A healthy 31-year-old G3P2002 patient presents to the obstetrician’s office at 34 weeks gestational age for a routine return visit. She has had an uneventful pregnancy to date. Her baseline blood pressures were 100-110/ 60-70, and she has gained a total of 20 lb so far. During the visit, the patient complains of bilateral pedal edema that sometimes causes her feet to ache at the end of the day. Her urine dip indicates trace protein, and her blood pressure in the office is currently 115/75. She denies any other symptoms or complaints. On physical exam, there is pitting edema of both legs without any calf tenderness. How should the obstetrician respond to the patient’s concern?

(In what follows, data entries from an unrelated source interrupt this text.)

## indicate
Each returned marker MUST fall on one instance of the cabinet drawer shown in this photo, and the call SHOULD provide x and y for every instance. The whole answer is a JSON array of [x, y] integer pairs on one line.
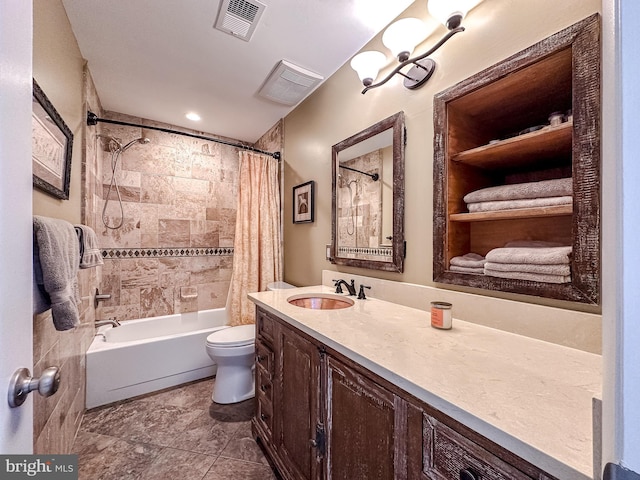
[[454, 456], [264, 358], [264, 414], [263, 385], [265, 326]]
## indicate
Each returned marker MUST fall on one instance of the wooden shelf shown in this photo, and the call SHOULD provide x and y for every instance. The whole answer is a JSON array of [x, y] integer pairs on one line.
[[556, 74], [526, 149], [554, 211]]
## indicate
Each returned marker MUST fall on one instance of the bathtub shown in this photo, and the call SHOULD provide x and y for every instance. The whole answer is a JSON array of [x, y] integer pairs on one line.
[[150, 354]]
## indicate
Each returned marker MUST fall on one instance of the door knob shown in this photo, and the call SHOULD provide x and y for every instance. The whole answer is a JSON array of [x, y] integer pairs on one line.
[[22, 383]]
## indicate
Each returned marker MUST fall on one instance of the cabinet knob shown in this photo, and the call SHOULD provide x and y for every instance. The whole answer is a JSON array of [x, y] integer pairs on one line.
[[469, 474]]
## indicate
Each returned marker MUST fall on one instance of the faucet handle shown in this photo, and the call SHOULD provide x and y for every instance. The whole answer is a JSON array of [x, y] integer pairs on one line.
[[361, 295]]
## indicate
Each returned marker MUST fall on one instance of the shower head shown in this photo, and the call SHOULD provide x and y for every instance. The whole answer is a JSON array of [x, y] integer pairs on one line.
[[141, 140]]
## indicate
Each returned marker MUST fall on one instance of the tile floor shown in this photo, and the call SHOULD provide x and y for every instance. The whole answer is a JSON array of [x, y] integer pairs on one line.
[[177, 433]]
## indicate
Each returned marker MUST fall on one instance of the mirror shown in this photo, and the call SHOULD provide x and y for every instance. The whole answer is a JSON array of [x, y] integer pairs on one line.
[[368, 197]]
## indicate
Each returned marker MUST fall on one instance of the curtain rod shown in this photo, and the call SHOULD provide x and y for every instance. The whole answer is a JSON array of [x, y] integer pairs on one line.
[[92, 119]]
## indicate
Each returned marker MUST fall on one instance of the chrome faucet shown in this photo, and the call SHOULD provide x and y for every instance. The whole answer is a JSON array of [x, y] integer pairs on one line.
[[111, 321], [350, 287]]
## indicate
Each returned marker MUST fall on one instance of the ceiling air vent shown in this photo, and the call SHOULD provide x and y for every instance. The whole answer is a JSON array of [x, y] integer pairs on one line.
[[239, 17], [288, 83]]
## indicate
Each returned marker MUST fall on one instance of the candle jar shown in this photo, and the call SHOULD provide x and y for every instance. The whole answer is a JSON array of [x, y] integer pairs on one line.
[[441, 315]]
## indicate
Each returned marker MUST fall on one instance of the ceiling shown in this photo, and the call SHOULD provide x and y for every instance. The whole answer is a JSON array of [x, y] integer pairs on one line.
[[160, 59]]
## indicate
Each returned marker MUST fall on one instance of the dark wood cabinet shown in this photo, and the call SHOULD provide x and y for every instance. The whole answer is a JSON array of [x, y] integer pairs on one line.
[[365, 426], [297, 397], [321, 415], [493, 129]]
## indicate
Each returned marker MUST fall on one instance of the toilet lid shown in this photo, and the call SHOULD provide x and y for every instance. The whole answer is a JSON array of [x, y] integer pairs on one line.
[[233, 336]]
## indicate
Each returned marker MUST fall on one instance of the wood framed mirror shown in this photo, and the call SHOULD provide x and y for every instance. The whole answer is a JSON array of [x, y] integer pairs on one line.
[[367, 213]]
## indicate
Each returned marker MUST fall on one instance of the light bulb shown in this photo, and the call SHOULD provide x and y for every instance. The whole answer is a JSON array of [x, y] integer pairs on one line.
[[450, 12], [367, 65], [402, 37]]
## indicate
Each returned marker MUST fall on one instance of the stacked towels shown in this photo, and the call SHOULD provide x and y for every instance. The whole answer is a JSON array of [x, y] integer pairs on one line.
[[468, 263], [522, 195], [536, 261]]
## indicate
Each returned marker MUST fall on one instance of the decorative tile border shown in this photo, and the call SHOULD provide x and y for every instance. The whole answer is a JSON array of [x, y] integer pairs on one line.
[[121, 253], [375, 252]]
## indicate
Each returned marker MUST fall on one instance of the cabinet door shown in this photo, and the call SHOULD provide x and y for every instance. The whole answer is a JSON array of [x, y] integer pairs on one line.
[[298, 402], [366, 427]]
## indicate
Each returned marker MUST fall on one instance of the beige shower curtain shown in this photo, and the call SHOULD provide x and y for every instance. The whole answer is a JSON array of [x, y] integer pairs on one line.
[[257, 258]]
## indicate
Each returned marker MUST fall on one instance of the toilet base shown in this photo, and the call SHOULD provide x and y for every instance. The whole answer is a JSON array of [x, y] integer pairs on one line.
[[233, 384]]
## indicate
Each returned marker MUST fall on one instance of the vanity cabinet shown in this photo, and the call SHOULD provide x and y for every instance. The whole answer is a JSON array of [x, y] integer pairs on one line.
[[365, 426], [334, 419], [299, 437], [493, 129]]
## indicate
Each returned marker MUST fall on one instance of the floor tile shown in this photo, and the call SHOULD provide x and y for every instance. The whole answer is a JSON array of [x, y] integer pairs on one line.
[[232, 469], [243, 446], [177, 433], [107, 458], [174, 464]]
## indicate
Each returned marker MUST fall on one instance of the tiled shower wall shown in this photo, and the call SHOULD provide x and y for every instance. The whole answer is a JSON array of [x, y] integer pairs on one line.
[[174, 251]]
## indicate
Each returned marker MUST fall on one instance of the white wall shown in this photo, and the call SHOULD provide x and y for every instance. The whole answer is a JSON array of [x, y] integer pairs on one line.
[[621, 281]]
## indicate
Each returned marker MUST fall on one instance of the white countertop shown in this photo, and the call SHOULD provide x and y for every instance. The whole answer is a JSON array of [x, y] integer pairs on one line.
[[532, 397]]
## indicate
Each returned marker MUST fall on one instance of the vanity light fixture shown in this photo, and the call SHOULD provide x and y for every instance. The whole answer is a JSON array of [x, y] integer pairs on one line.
[[402, 37]]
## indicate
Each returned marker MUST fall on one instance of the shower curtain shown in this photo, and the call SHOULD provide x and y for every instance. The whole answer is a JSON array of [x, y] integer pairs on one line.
[[257, 258]]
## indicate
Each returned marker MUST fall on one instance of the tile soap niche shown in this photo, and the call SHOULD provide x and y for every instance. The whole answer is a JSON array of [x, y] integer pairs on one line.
[[530, 118]]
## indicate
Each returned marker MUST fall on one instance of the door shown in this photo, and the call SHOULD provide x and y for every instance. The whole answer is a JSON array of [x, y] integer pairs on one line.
[[298, 431], [16, 338], [366, 427]]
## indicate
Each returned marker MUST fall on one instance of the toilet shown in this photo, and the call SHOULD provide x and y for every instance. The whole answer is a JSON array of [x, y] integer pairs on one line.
[[232, 349]]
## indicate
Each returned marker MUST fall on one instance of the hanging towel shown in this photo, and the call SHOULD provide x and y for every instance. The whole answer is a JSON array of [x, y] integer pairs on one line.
[[89, 250], [468, 260], [519, 203], [559, 187], [535, 255], [56, 258]]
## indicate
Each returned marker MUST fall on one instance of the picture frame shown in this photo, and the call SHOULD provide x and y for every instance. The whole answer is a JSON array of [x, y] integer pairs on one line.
[[52, 144], [303, 202]]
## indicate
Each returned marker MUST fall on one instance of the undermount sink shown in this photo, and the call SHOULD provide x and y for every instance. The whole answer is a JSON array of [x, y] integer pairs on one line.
[[320, 301]]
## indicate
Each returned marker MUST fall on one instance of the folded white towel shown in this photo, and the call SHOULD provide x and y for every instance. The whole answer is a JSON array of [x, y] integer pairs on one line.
[[56, 259], [477, 270], [533, 244], [536, 277], [524, 203], [558, 187], [537, 256], [553, 269], [469, 260], [90, 255]]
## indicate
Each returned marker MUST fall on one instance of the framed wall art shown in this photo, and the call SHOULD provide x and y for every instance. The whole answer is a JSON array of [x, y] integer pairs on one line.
[[303, 206], [52, 143]]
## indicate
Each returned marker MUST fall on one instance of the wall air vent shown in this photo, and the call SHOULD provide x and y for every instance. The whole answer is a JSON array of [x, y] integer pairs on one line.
[[239, 17], [288, 83]]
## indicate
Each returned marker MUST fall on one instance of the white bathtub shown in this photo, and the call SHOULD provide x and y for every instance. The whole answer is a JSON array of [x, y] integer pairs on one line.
[[150, 354]]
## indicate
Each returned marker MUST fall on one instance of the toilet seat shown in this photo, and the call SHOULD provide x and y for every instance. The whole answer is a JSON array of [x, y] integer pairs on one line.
[[233, 336]]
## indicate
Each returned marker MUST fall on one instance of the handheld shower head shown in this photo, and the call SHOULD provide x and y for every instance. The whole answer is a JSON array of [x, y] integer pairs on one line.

Correct Answer: Reassure the patient that this is a normal finding of pregnancy, and no treatment is needed
Description: Increased fluid retention manifested by pitting edema of the ankles and legs is a normal finding in pregnancy. During pregnancy, there is a decrease in colloid osmotic pressure and a fall in plasma osmolality. Moreover, there is an increase in venous pressure created by partial occlusion of the vena cava by the gravid uterus, which also contributes to pedal edema. Diuretics are sometimes given to pregnant women who have chronic hypertension, but this is not the case in this patient. More commonly, Lasix is used in the acute setting to treat pulmonary edema. This patient is not hypertensive and does not have any other signs or symptoms of preeclampsia and therefore does not need to be admitted for a further workup. Trace protein in the urine is common in normal pregnancies and is not of concern. Doppler studies of the lower extremities are not indicated in this patient since the history and exam (specifically, the lack of calf tenderness) are consistent with physiologic edema. The normal swelling detected in pregnancy is not prevented by a low-sodium diet or improved with a lower intake of salt.